注意，在 spider 上的配置会覆盖 project 级别上的配置；

class MySpider(scrapy.Spider):
    name = 'myspider'

    custom_settings = {
        'SOME_SETTING': 'some value',
    }

这里不得不提笔者在前叙文章中所谈到的如何为不同的 Spider 定义不同的 Item Pipeline 例子；

Project settings module

The project settings module is the standard configuration file for your Scrapy project, it’s where most of your custom settings will be populated. For a standard Scrapy project, this means you’ll be adding or changing the settings in the settings.py file created for your project.

Default settings per-command

Each Scrapy tool command can have its own default settings, which override the global default settings. Those custom command settings are specified in the default_settings attribute of the command class.

Default global settings

The global defaults are located in the scrapy.settings.default_settings module and documented in the Built-in settings reference section.

访问 settings

In a spider, the settings are available through self.settings:

class MySpider(scrapy.Spider):
    name = 'myspider'
    start_urls = ['http://example.com']

    def parse(self, response):
        print("Existing settings: %s" % self.settings.attributes.keys())

注意，

The settings attribute is set in the base Spider class after the spider is initialized. If you want to use the settings before the initialization (e.g., in your spider’s __init__() method), you’ll need to override the from_crawler() method.

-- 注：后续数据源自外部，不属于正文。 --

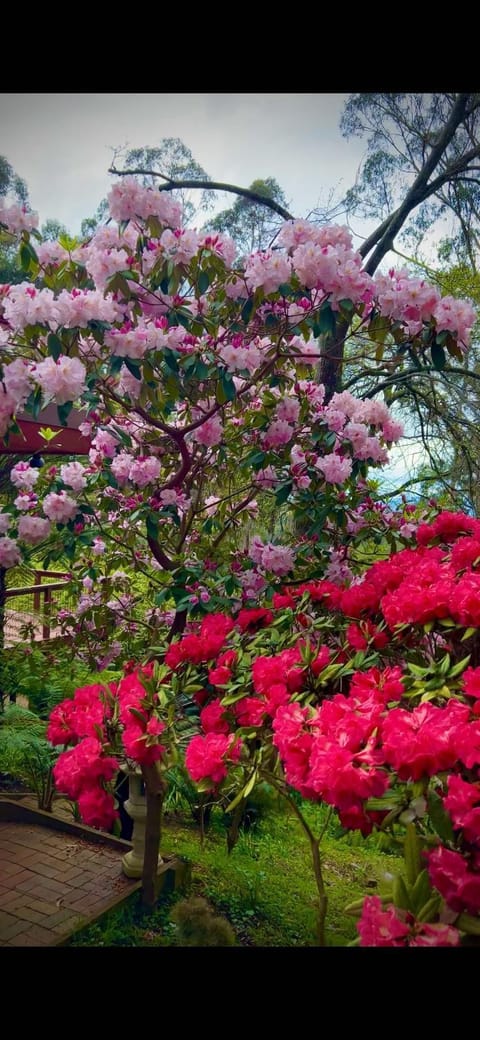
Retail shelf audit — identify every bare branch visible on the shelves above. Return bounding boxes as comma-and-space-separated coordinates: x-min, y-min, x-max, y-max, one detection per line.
108, 166, 295, 220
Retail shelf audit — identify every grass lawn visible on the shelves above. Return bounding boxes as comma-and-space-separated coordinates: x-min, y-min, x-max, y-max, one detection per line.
72, 805, 402, 946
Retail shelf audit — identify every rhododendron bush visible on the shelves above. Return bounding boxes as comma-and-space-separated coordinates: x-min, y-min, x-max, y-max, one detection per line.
0, 178, 475, 660
0, 178, 480, 945
49, 514, 480, 945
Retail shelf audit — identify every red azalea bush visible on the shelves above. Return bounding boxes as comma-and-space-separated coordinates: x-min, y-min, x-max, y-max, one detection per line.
50, 514, 480, 945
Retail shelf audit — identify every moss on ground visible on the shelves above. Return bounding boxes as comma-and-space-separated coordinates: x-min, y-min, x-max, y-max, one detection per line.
72, 806, 401, 946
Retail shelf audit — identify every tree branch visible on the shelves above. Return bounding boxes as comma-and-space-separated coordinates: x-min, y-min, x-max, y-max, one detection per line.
359, 94, 469, 275
108, 166, 294, 220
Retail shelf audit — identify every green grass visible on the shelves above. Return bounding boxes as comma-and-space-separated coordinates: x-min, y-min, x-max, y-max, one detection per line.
73, 794, 401, 946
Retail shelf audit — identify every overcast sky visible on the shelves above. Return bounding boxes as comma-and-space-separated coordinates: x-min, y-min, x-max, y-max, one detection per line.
0, 94, 371, 233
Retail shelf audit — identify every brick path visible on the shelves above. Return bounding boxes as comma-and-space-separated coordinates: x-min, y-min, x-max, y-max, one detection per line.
0, 821, 138, 946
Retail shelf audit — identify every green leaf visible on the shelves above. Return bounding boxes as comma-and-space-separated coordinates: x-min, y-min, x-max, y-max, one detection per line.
314, 304, 337, 336
448, 653, 472, 679
197, 270, 210, 295
242, 296, 254, 324
454, 913, 480, 935
417, 895, 442, 921
57, 400, 74, 426
411, 869, 433, 916
275, 480, 293, 505
47, 332, 62, 361
431, 343, 447, 372
124, 358, 141, 380
404, 824, 422, 885
145, 513, 158, 540
428, 788, 454, 843
215, 375, 236, 405
392, 874, 411, 910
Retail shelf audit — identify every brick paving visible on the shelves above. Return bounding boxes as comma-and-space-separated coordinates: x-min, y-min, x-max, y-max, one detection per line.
0, 821, 138, 946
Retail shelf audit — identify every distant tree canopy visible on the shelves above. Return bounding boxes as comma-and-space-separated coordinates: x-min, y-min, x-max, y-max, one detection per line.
203, 177, 287, 256
0, 155, 28, 285
341, 94, 480, 274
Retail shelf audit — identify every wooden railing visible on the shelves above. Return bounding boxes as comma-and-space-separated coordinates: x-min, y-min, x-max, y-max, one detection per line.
4, 571, 70, 640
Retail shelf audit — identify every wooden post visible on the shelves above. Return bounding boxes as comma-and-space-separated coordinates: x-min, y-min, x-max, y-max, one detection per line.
33, 571, 43, 614
42, 586, 52, 640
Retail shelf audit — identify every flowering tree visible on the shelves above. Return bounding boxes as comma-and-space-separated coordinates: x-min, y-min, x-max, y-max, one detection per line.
0, 178, 475, 934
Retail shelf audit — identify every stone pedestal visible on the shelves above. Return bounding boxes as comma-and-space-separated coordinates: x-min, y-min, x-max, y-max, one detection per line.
122, 770, 163, 878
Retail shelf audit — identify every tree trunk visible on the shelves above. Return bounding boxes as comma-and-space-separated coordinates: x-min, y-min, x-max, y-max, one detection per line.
141, 763, 165, 909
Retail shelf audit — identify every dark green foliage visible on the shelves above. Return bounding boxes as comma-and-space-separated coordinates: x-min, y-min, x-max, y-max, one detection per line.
170, 895, 235, 946
0, 704, 57, 811
207, 177, 287, 256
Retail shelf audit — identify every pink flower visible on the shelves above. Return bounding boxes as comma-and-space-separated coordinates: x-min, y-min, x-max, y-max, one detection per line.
315, 453, 352, 484
0, 535, 22, 570
33, 355, 86, 405
19, 516, 52, 545
78, 786, 118, 831
60, 462, 86, 491
43, 491, 78, 523
185, 733, 241, 786
356, 895, 409, 946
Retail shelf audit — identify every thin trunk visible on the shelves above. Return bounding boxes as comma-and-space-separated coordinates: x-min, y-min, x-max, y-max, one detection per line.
0, 567, 6, 653
141, 765, 165, 909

settings 对象是在 spider 实例进行初始化以后在 base Spider 中设置的；如果你想要在实例化之前就想要访问相关的 settings，那么你必须覆盖 from_crawler() 方法；

Settings 可以在 extensions，middleware 和 item pipelines 中通过方法 from_crawler 中的参数对象 Crawler 进行访问；看一个 Extension 相关的例子，

class MyExtension(object):
    def __init__(self, log_is_enabled=False):
        if log_is_enabled:
            print("log is enabled!")

    @classmethod
    def from_crawler(cls, crawler):
        settings = crawler.settings
        return cls(settings.getbool('LOG_ENABLED'))

设置合理的 setting 名字

Setting names are usually prefixed with the component that they configure. For example, proper setting names for a fictional robots.txt extension would be ROBOTSTXT_ENABLED, ROBOTSTXT_OBEY, ROBOTSTXT_CACHEDIR, etc.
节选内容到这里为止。